Hello,
I have an example fq file (9_R2.fq.gz) that contains the following read:
GAACCAACCTCTTCGGGTCTATATAGATAGGAAGAGCG...
amongst others. I used the following code to extract cell barcodes and UMI from the reads:
umi_tools extract --extract-method=regex \
–bc-pattern='(?P<discard_1>.*)(?P<cell_1>.{8})(?P<umi_1>.{15}).*' \
--stdin=9_R2.fq.gz --read2-in=9_R1.fq.gz
--stdout=9_R2_ext.fq.gz --read2-out=9_R1_ext.fq.gz
--whitelist=whitelist.txt --log=9_extract.log
whitelist.txt file is a single-column file containing a list of cell barcodes. Amongst others, ACCTCTTC is one of the lines in the file.
According to my understanding, since I am using a regex where the beginning discard_1 is any number of nucleotides, and cell_1 is an 8 nt that matches with one of the whitelist barcodes, the read GAACCAACCTCTTCGGGTCTATATAGATAGGAAGAGCG should be a match (because position 7-12 matches the whitelist barcode). But this is not the case.

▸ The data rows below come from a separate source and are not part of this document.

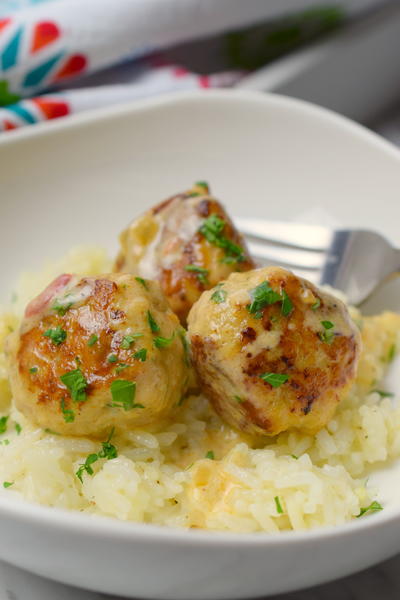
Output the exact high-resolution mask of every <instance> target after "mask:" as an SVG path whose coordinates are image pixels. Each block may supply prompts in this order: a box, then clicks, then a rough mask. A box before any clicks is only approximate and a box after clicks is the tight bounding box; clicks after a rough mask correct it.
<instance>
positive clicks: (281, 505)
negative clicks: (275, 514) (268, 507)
mask: <svg viewBox="0 0 400 600" xmlns="http://www.w3.org/2000/svg"><path fill="white" fill-rule="evenodd" d="M274 500H275V506H276V512H277V513H278V514H279V515H283V508H282V505H281V501H280V500H279V496H275V498H274Z"/></svg>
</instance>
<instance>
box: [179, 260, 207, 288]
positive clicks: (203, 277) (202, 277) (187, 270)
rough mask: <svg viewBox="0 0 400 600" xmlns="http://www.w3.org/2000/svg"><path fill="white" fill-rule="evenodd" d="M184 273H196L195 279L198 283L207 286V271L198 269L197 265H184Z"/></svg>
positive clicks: (200, 267) (201, 269)
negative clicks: (185, 271) (205, 285)
mask: <svg viewBox="0 0 400 600" xmlns="http://www.w3.org/2000/svg"><path fill="white" fill-rule="evenodd" d="M185 271H189V272H191V273H196V275H197V279H198V280H199V281H200V283H202V284H203V285H207V284H208V279H207V277H208V274H209V271H208V269H204V268H203V267H198V266H197V265H186V266H185Z"/></svg>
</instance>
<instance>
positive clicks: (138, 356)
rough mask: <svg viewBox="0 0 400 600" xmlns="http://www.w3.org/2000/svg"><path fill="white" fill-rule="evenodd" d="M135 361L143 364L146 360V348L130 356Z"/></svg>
mask: <svg viewBox="0 0 400 600" xmlns="http://www.w3.org/2000/svg"><path fill="white" fill-rule="evenodd" d="M132 356H133V358H136V360H140V362H145V361H146V358H147V350H146V348H141V349H140V350H138V351H137V352H135V354H133V355H132Z"/></svg>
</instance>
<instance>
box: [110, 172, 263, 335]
mask: <svg viewBox="0 0 400 600" xmlns="http://www.w3.org/2000/svg"><path fill="white" fill-rule="evenodd" d="M120 241H121V251H120V254H119V256H118V258H117V261H116V265H115V270H116V271H123V272H128V273H134V274H135V275H139V276H140V277H146V278H148V279H155V280H158V281H159V282H160V283H161V287H162V289H163V291H164V294H165V295H166V297H167V299H168V301H169V303H170V305H171V308H172V310H173V311H174V312H175V313H176V314H177V315H178V317H179V319H180V321H181V323H182V324H183V325H185V324H186V318H187V315H188V313H189V310H190V308H191V306H192V305H193V303H194V302H196V300H197V299H198V298H199V297H200V295H201V293H202V292H203V291H204V290H208V289H210V288H212V287H213V286H214V285H216V284H217V283H218V282H219V281H221V280H222V279H226V278H227V277H228V276H229V275H230V273H232V272H234V271H248V270H249V269H252V268H254V263H253V261H252V259H251V258H250V256H249V253H248V251H247V248H246V246H245V243H244V240H243V238H242V236H241V235H240V234H239V233H238V231H237V230H236V229H235V227H234V226H233V224H232V221H231V220H230V218H229V217H228V215H227V213H226V212H225V210H224V208H223V207H222V205H221V204H220V203H219V202H218V201H217V200H215V199H214V198H212V197H211V196H210V195H209V189H208V186H207V184H205V183H203V182H199V183H197V184H196V185H195V186H194V187H193V188H192V189H191V190H189V191H187V192H184V193H182V194H178V195H177V196H174V197H172V198H169V199H168V200H166V201H165V202H162V203H161V204H159V205H158V206H155V207H154V208H152V209H151V210H149V211H148V212H146V213H145V214H144V215H142V216H141V217H139V218H137V219H135V220H134V221H133V222H132V223H131V224H130V225H129V227H128V228H127V229H126V230H125V231H124V232H123V233H122V234H121V237H120Z"/></svg>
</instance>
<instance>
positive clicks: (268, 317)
mask: <svg viewBox="0 0 400 600" xmlns="http://www.w3.org/2000/svg"><path fill="white" fill-rule="evenodd" d="M256 290H258V292H257V291H256ZM188 322H189V338H190V340H191V344H192V356H193V362H194V366H195V368H196V370H197V373H198V375H199V378H200V381H201V384H202V387H203V389H204V391H205V393H206V394H207V396H208V397H209V398H210V399H211V401H212V402H213V405H214V407H215V408H216V410H217V412H218V413H219V414H220V415H221V416H222V417H223V418H224V419H225V420H226V421H228V422H229V423H230V424H231V425H233V426H234V427H236V428H238V429H240V430H242V431H245V432H248V433H252V434H267V435H275V434H277V433H280V432H281V431H284V430H286V429H292V428H295V429H301V430H303V431H305V432H308V433H315V432H316V431H318V430H319V429H320V428H321V427H323V426H324V425H325V424H326V423H327V421H329V419H330V418H331V417H332V415H333V414H334V412H335V409H336V406H337V404H338V402H339V401H340V399H341V398H342V397H343V394H344V393H345V392H346V390H347V389H348V387H349V385H350V384H351V382H352V381H353V379H354V377H355V373H356V366H357V361H358V357H359V353H360V335H359V332H358V329H357V327H356V326H355V325H354V324H353V323H352V321H351V319H350V317H349V315H348V312H347V309H346V307H345V306H344V304H343V303H342V302H341V301H340V300H338V299H336V298H334V297H333V296H331V295H329V294H327V293H325V292H322V291H321V290H318V289H317V288H316V287H315V286H313V285H312V284H311V283H309V282H308V281H306V280H304V279H301V278H299V277H296V276H295V275H293V273H290V272H289V271H285V270H284V269H280V268H276V267H267V268H263V269H257V270H254V271H251V272H248V273H243V274H233V275H231V276H230V277H229V279H228V280H227V281H226V282H224V283H223V284H222V285H221V286H220V287H218V288H217V289H216V290H214V291H213V290H211V291H209V292H205V293H204V294H203V295H202V297H201V298H200V300H198V302H197V303H196V304H195V305H194V306H193V308H192V310H191V312H190V314H189V319H188Z"/></svg>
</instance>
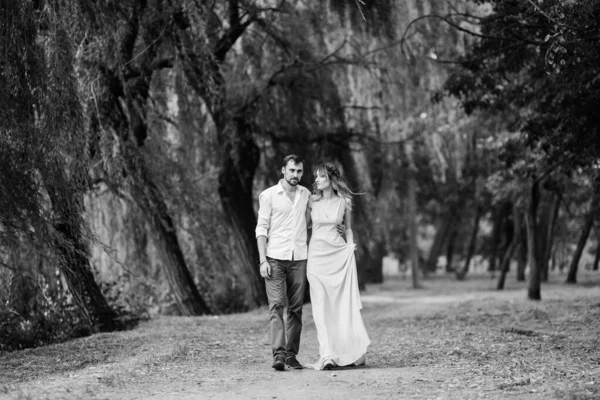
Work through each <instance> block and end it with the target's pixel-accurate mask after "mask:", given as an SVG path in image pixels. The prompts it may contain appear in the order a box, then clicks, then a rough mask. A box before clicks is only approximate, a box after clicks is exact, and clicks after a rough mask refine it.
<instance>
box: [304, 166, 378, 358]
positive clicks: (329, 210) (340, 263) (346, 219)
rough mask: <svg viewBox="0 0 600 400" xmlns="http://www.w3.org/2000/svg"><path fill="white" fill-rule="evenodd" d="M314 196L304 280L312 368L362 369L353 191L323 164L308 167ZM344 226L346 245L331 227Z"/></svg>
mask: <svg viewBox="0 0 600 400" xmlns="http://www.w3.org/2000/svg"><path fill="white" fill-rule="evenodd" d="M313 173H314V176H315V183H314V192H313V195H312V196H311V197H310V199H309V202H308V209H307V211H306V213H307V223H308V224H309V225H308V226H310V224H311V222H312V236H311V239H310V243H309V246H308V265H307V277H308V282H309V283H310V298H311V303H312V311H313V319H314V321H315V325H316V327H317V337H318V339H319V353H320V359H319V361H318V362H317V363H316V364H314V365H312V367H313V368H314V369H317V370H328V369H332V368H335V367H336V366H349V365H363V364H364V363H365V355H366V352H367V346H368V345H369V343H370V340H369V336H368V335H367V331H366V329H365V325H364V323H363V320H362V317H361V315H360V309H361V308H362V304H361V301H360V294H359V292H358V277H357V273H356V260H355V257H354V250H355V249H356V245H355V244H354V235H353V233H352V195H353V194H354V193H352V191H350V189H348V186H347V185H346V184H345V183H344V181H343V180H342V178H341V176H340V172H339V170H338V169H337V167H336V166H335V165H334V164H332V163H324V164H320V165H318V166H316V167H315V168H314V169H313ZM342 221H343V222H344V223H345V225H346V241H344V239H343V238H342V237H341V236H340V235H339V233H338V232H337V230H336V225H337V224H341V223H342Z"/></svg>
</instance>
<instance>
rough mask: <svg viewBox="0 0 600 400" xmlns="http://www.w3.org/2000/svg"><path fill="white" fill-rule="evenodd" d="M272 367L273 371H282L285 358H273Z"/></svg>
mask: <svg viewBox="0 0 600 400" xmlns="http://www.w3.org/2000/svg"><path fill="white" fill-rule="evenodd" d="M272 367H273V368H274V369H275V371H283V370H284V369H285V358H283V356H275V359H274V360H273V365H272Z"/></svg>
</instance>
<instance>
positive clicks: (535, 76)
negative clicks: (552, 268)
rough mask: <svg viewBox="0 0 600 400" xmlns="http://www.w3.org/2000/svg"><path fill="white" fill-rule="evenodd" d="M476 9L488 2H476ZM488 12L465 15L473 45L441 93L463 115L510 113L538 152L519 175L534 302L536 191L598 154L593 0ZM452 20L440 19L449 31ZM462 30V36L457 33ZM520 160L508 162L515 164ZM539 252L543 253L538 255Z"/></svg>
mask: <svg viewBox="0 0 600 400" xmlns="http://www.w3.org/2000/svg"><path fill="white" fill-rule="evenodd" d="M477 3H479V4H483V3H488V2H483V1H479V2H477ZM489 3H490V4H491V6H492V7H491V12H490V13H489V14H487V15H484V16H482V17H481V16H469V17H468V18H467V19H468V20H469V21H470V23H471V24H476V25H477V26H478V30H477V31H475V30H472V31H469V32H470V33H471V34H472V35H474V36H475V37H477V38H478V40H477V41H476V42H475V43H474V44H473V45H472V46H471V47H470V48H469V49H468V50H467V52H466V54H465V55H464V57H462V58H461V60H460V62H459V66H458V68H457V69H456V70H455V73H454V74H453V75H452V76H451V77H450V78H449V79H448V80H447V82H446V89H447V90H448V92H449V93H451V94H453V95H455V96H457V97H459V98H460V99H461V101H462V104H463V106H464V108H465V110H467V112H470V111H473V110H475V109H489V110H495V111H501V112H505V113H506V112H508V113H512V114H513V115H514V116H515V118H514V124H513V125H512V127H511V129H512V130H515V131H519V132H522V133H523V139H524V143H526V144H527V145H528V146H529V148H531V149H533V150H534V151H536V152H538V153H537V154H538V155H539V156H538V157H536V163H535V164H534V166H533V167H528V168H522V169H521V172H522V173H523V174H524V175H522V176H523V178H525V181H527V182H528V183H527V184H526V185H525V186H524V188H527V189H526V190H527V193H528V195H527V196H526V198H527V199H528V200H527V202H528V203H527V204H528V205H527V210H528V212H527V214H526V218H525V219H526V222H527V224H526V226H527V237H528V241H527V245H528V251H529V264H530V268H531V274H530V285H529V291H528V295H529V298H531V299H540V297H541V296H540V282H541V276H540V272H541V270H542V269H543V268H544V267H543V262H544V259H546V260H547V258H546V254H544V255H543V256H542V255H541V254H540V250H541V249H542V248H545V245H544V246H543V247H542V248H540V243H539V239H538V238H539V237H541V236H543V237H544V238H546V237H547V236H546V234H545V232H546V231H544V234H543V235H540V233H541V232H539V228H540V223H539V221H538V206H539V204H540V195H541V192H540V186H541V184H542V181H544V180H545V179H546V178H547V177H548V176H549V174H551V173H552V171H555V170H557V168H558V167H562V170H563V171H564V172H568V171H570V170H573V169H574V168H577V167H579V166H590V165H592V164H593V163H594V162H596V161H595V160H597V158H598V155H600V140H599V139H598V138H599V135H598V134H597V133H598V129H599V127H600V117H599V116H598V113H597V112H594V111H592V110H597V109H598V106H600V94H599V93H600V92H599V90H598V89H599V85H600V82H599V81H598V80H597V79H595V77H596V76H597V75H598V72H599V71H600V67H599V65H600V64H599V63H598V61H599V59H598V58H599V57H600V56H599V54H600V52H599V51H598V50H599V46H600V45H599V44H598V41H597V40H596V39H595V38H597V36H598V33H599V32H600V25H599V24H598V20H597V18H596V17H595V16H596V15H597V14H598V12H600V1H597V0H596V1H569V2H563V1H559V0H549V1H544V2H534V1H532V0H527V1H517V0H510V1H491V2H489ZM457 18H460V17H459V16H456V15H455V16H451V17H448V18H443V19H444V20H445V21H446V22H448V23H449V24H451V25H452V26H455V27H457V28H458V29H463V28H460V26H459V25H458V23H457ZM463 30H464V29H463ZM520 162H521V160H519V159H514V160H513V161H512V164H514V165H516V164H518V163H520ZM544 253H545V252H544Z"/></svg>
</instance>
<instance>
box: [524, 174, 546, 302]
mask: <svg viewBox="0 0 600 400" xmlns="http://www.w3.org/2000/svg"><path fill="white" fill-rule="evenodd" d="M539 201H540V188H539V182H537V181H535V177H534V178H533V182H532V183H531V187H530V189H529V198H528V199H527V203H528V204H527V213H526V218H525V221H526V226H527V251H528V253H527V260H528V262H529V286H528V288H527V297H528V298H529V299H530V300H541V299H542V292H541V286H542V281H541V274H540V273H541V270H540V264H541V263H540V259H539V251H538V240H537V234H538V229H537V225H538V224H537V211H538V205H539Z"/></svg>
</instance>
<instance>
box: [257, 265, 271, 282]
mask: <svg viewBox="0 0 600 400" xmlns="http://www.w3.org/2000/svg"><path fill="white" fill-rule="evenodd" d="M260 276H262V277H263V278H267V279H268V278H270V277H271V264H269V262H268V261H267V260H264V261H263V262H261V263H260Z"/></svg>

- Is my understanding of regex pattern wrong?
- Was the read discarded because of other issues like quality?
Thanks for the detailed reply. I am currently doing barcode-wise extract in a script.
But your last line made me realise my stupidity. In my data, following the cell barcode and UMI, there was a universal adapter (Illumina) - almost in 100% of the reads in all the samples. This is because, these were intentionally used in the constructs to facilitate subsequent PCR amplification with primers designed to attach to the adapter region.
In auto-pilot mode, I had simply "trimmed" the adapters from my reads and was coming up with a solution to find matches!
I am now considering using the untrimmed data and use the following regex:
This makes sense, right?
Would it not make more sense to use the trimmed read, and assume the UMI and cellbarcode were at the end of the read?
As you have it at the moment, you would need an exact match to the complete adaptor sequence, where as you might only have part of the adaptor sequence at the end of the reads. Adding
.*
to the end even suggests that you expect there to be sequence AFTER the adaptor. What sequence could their be after the adaptor sequence?This was initially my thought as well. But then, I ran a few samples and found that there were actually some matches that were in the middle. I wanted to make sure I didn't miss these.
The read length is much longer the length(cell barcode)+length(UMI)+length(adapter) - so I see a lot of noisy reads before / after the construct - specially in cases where the initial nucleic acid material was of poor quality.
So, I was wondering if using the raw data and adapting the regex pattern to match a partial adapter sequence (say 10 nt) and combining it with quality score >20 for UMI region might be a good workaround?
Correct me if I am wrong.
EDITED TO ADD: Just writing my thoughts down makes me question if I even want to consider these low-quality noisy matches. I stand corrected. I will use the beginning / end regex to identify my matches like the following:
Adaptor trimming software is far better tuned to identifying adaptor sequences than a regex ever will be. If the adaptor trimmer can't identify and trim the 3' adatpor (and therefore place the barcode/umi region at the end of the read), then it won't be picked up by a regex either.
Thank you both for your suggestions, my code runs orders of magnitude faster now.